1stCountry: You ask for the translation for every word you can think of and every object you come across. Hello, Thank you, and swear words are quickly mastered, unless you’re drunk, in which case you regularly mistake the word for having sex with someone’s mother for thank you. Any sentence longer than two words is forgotten before you’ve finished saying it the first time.
Example: ‘What’s the word for hello? What’s the word for thanks? I have a good accent? Oh shucks. I’m a language natural! I’m going to learn all the languages! Wait, what was hello again?’
 
2ndCountry: You’re still as keen as ever to learn the local language, and you seem to be finally developing an ear for understanding foreign tongues. As a bonus, this new language is almost the same as the first country’s, and you can double up on some words.
Example: ‘Schlagastool? Wow, that’s exactly how they say it in Examplestan!’

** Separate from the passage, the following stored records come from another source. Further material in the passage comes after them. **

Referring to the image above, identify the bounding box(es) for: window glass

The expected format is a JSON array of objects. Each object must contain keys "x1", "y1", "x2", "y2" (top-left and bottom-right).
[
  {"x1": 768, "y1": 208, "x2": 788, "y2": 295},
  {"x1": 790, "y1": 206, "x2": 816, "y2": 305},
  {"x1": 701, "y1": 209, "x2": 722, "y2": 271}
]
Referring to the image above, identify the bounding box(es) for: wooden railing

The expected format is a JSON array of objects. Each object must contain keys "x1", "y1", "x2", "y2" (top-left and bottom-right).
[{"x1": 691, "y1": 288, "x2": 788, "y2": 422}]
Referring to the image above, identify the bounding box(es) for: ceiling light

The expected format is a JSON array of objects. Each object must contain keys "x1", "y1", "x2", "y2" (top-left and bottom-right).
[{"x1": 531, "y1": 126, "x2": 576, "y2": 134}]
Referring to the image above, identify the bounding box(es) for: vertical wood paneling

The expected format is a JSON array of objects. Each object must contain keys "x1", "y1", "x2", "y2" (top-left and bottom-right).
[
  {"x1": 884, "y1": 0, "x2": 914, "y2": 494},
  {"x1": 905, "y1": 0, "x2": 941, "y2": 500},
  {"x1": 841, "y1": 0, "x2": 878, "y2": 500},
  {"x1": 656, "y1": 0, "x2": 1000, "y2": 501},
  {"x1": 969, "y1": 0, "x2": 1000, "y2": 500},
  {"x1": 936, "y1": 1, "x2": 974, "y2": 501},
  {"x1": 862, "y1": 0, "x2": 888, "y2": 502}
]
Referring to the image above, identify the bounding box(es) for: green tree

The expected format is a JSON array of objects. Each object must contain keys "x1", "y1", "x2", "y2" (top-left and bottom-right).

3rdCountry: It’s now starting to get pretty confusing. You begin to forget which word is from which country, and you begin saying Hello in country number 1’s language, Goodbye in country 2’s, and swearing in some made up language which sounds a little like German.
Example: ‘Ola, parlez vous Englais? Nein? Fleekenburger!

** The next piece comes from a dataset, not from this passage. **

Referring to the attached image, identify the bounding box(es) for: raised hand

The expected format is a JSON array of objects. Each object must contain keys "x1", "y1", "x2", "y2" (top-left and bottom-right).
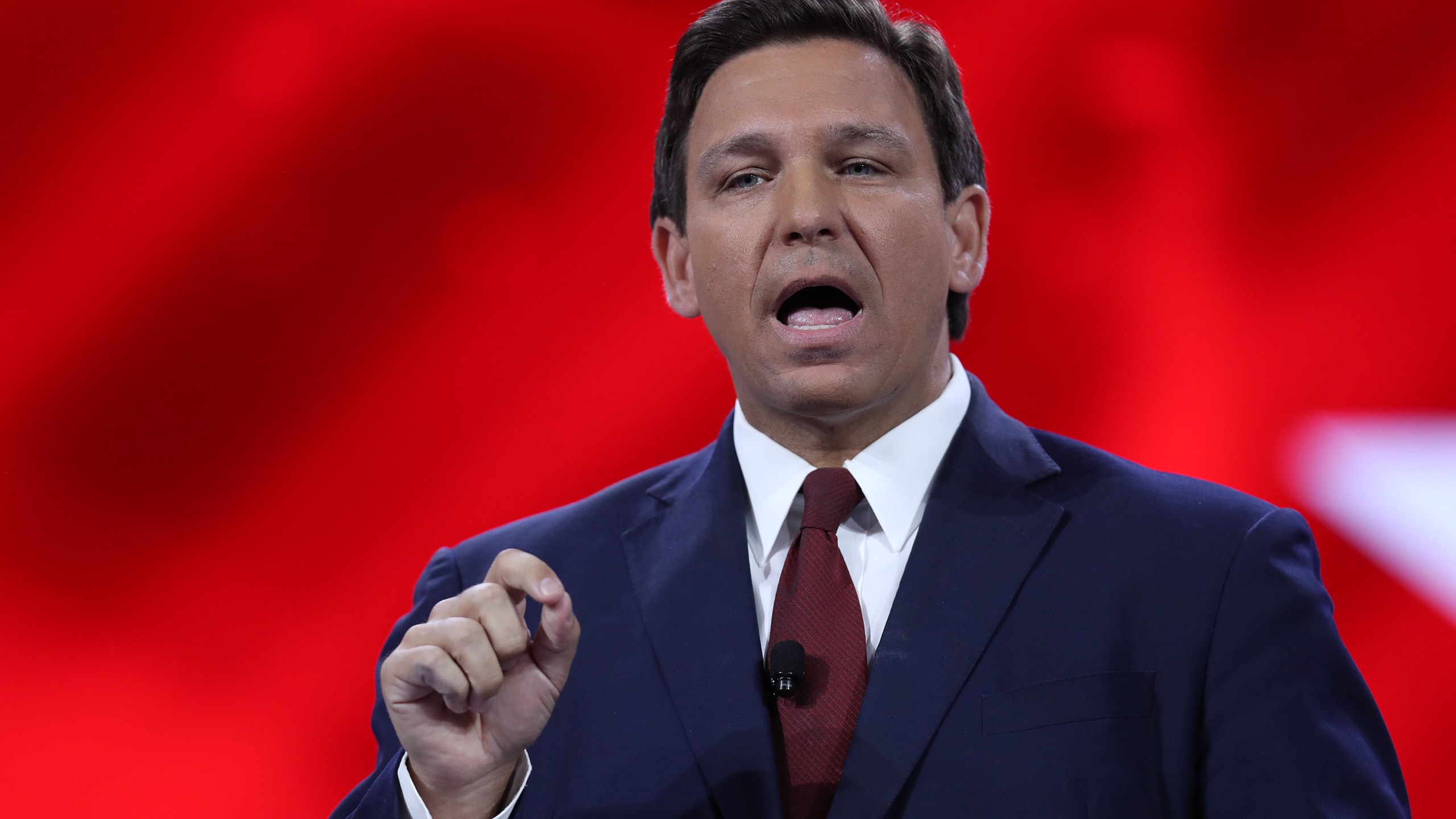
[{"x1": 380, "y1": 549, "x2": 581, "y2": 819}]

4th-15thCountry: You begin to realise that no matter where you are, you are never further than ten metres from someone who speaks English. Thanks to it being the language of Coca Cola, Michael Jordan, and iPads, English is now spoken at least a little by about 99% of the world. Even the 1% who don’t speak English tend to be very friendly and through various means you begin to realise that the spoken word is just one of many ways of communicating with fellow human beings.
You will also learn that speaking a little bit of a language can get you in more trouble than you’d think. Mostly this just involves locals thinking you’re fluent, before breaking into some extravagant conversation with you, but occasionally it can involve border guards in Israel extensively grilling you about why have an Australian passport but are speaking Hebrew.
Example:
‘Bonjour, como sa va?’
‘Ahhhh. Blah blah blah sacre bleu blah blah blah baguette blah blah blah……..
     ……..blah blah blah Cedric Pioline blah blah’
‘Errr, pardon, me no hablo French’

Somewhere around 20th country:
‘Do you speak English?’
‘Que?’
‘DO YOU SPEAK ENGLISH!!!!???’
‘No’
‘WHERE IS THE TRAIN STATION???’


Of course this isn’t the same for all travellers. Obviously if your first language isn’t English, you’ll have a vastly different experience. Here is how I’ve observed foreign languages are approached by different nationalities:

Swiss backpackers:
1st Country: Speak language fluently upon arrival, and expand vocab.
2nd Country: Speak language fluently upon arrival, and expand vocab.
Rest  of trip: Speak language fluently upon arrival, and expand vocab.

American tourists:
All countries: ‘I’M FROM AMERICA, DO YOU SPEAK AMERICAN?’

Australian Bogans:
Say ‘hello’ and ‘thank you’ in the local tongue, then congratulate themselves for learning the entire language and now believes that so long as they precede English words with the local version of hello, the confused locals with magically be able to understand everything they’ve said.
Ironically they will also walk around uttering things like: ‘I farkin love that you can say whatever you loik about these stupid people and they don’t even know what you’re saying’, as the locals load up their meals with a double dosage of E.coli.

Italian backpackers: 
Learn a very basic amount of the local language and still add their own Italian dialect to it. No one cares, as whoever is talking to them is lost in their eyes and the song of the poetry coming from their mouth.

German backpackers: 
Learn quite a large amount of the local language and dialect wherever they go, including being better at speaking English than most native English speakers. Everyone hates them anyway.

English backpackers: 
Professional foreign swear word memorisers, especially if it’s a racial slur which can be used in a football chant.